Reid says Burris might ultimately get Senate seat

WASHINGTON — Changing course, Senate Democrats emerged from a meeting with Senate appointee Roland Burris today and set forth the legal steps under which they’re willing to welcome him into the Senate in President-elect Barack Obama’s vacated spot.

Praising the former state attorney general, Senate Majority Leader Harry Reid said the Senate is awaiting a court ruling in a case that tests whether the signature of the Illinois secretary of state is needed for Burris to take the seat. He suggested that would be a step toward seating Burris.

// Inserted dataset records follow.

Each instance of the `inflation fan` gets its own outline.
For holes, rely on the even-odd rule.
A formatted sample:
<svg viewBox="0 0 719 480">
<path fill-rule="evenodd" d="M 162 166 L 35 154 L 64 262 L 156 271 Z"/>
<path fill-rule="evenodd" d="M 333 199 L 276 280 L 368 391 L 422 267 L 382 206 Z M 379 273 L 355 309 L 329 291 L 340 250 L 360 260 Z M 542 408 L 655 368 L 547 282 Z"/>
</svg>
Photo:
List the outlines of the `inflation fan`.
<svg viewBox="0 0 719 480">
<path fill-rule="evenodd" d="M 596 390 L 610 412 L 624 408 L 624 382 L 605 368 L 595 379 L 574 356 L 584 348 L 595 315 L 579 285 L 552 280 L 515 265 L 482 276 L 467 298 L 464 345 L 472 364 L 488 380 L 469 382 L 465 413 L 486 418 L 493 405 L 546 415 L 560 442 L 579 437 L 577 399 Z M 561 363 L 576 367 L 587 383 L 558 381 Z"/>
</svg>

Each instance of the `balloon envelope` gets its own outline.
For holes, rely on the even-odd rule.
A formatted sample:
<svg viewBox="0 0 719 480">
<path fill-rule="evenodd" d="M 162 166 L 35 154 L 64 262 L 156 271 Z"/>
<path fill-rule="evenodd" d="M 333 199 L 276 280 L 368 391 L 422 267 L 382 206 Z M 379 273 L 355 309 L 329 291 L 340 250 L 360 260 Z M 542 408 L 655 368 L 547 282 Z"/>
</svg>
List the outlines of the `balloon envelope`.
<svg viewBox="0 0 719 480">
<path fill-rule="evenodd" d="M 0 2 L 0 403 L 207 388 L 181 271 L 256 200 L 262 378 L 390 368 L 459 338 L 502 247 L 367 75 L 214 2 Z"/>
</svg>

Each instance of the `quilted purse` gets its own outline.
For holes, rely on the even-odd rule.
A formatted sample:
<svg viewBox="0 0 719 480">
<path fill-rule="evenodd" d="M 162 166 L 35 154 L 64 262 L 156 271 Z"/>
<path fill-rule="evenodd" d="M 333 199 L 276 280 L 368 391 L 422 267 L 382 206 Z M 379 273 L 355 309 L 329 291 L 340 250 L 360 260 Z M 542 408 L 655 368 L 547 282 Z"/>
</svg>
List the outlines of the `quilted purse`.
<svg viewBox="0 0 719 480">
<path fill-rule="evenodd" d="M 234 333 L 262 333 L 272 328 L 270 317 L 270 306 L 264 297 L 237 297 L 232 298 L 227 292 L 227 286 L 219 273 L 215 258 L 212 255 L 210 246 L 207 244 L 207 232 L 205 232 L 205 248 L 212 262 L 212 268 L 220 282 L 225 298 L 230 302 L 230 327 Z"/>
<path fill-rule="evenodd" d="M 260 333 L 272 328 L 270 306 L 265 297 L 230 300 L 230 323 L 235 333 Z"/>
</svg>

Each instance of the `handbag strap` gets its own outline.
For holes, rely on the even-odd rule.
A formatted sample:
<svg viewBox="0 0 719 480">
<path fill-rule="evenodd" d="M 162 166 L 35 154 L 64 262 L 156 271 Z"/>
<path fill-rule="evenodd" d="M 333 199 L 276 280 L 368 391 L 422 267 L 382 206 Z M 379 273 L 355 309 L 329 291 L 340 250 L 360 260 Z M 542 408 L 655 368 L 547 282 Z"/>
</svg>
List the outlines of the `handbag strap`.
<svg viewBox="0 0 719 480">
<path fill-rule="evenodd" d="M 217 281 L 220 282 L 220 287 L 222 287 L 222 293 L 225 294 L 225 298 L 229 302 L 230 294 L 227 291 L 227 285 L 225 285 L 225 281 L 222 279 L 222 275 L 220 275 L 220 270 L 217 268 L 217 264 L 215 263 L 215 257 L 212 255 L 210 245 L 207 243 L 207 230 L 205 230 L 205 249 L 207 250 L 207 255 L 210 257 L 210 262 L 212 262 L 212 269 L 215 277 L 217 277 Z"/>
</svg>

“We don’t have a problem with him as an individual,” Reid said at a news conference in which he dramatically softened his party’s opposition to seating any appointee of embattled Gov. Rod Blagojevich. Federal prosecutors arrested the governor last month and accused him of trying to sell Obama’s Senate seat.

Democratic Sen. Dick Durbin of Illinois, who also met with Burris, said he hoped the legal matters would be resolved “so we can fill all the vacancies and have a full complement of the Senate.”

Like Reid, Obama has opposed the seating of any Blagojevich appointee. But shortly before the Reid-Durbin news conference, Obama told reporters Burris’ case “is a Senate matter.”

“But I know Roland Burris,” Obama added. “He’s from my home state. I think he’s a fine public servant.”

The pleasantries were a far cry from the he-can’t-be-seated rhetoric that came from the Senate Democratic caucus a week ago when the governor shocked the party and nominated Burris, who would be the Senate’s only black member now that Obama has departed.

The softening comes after black lawmakers lobbied for his seating and the chairwoman of the Senate Rules Committee said he should be allowed to join the Senate. Another political element in the equation: Obama is trying to focus Congress on his nearly trillion-dollar economic recover plan and may not welcome the distraction of a Burris showdown.

Neither Durbin nor Reid guaranteed Burris would be seated but the majority leader said there almost certainly would be a full Senate vote on it.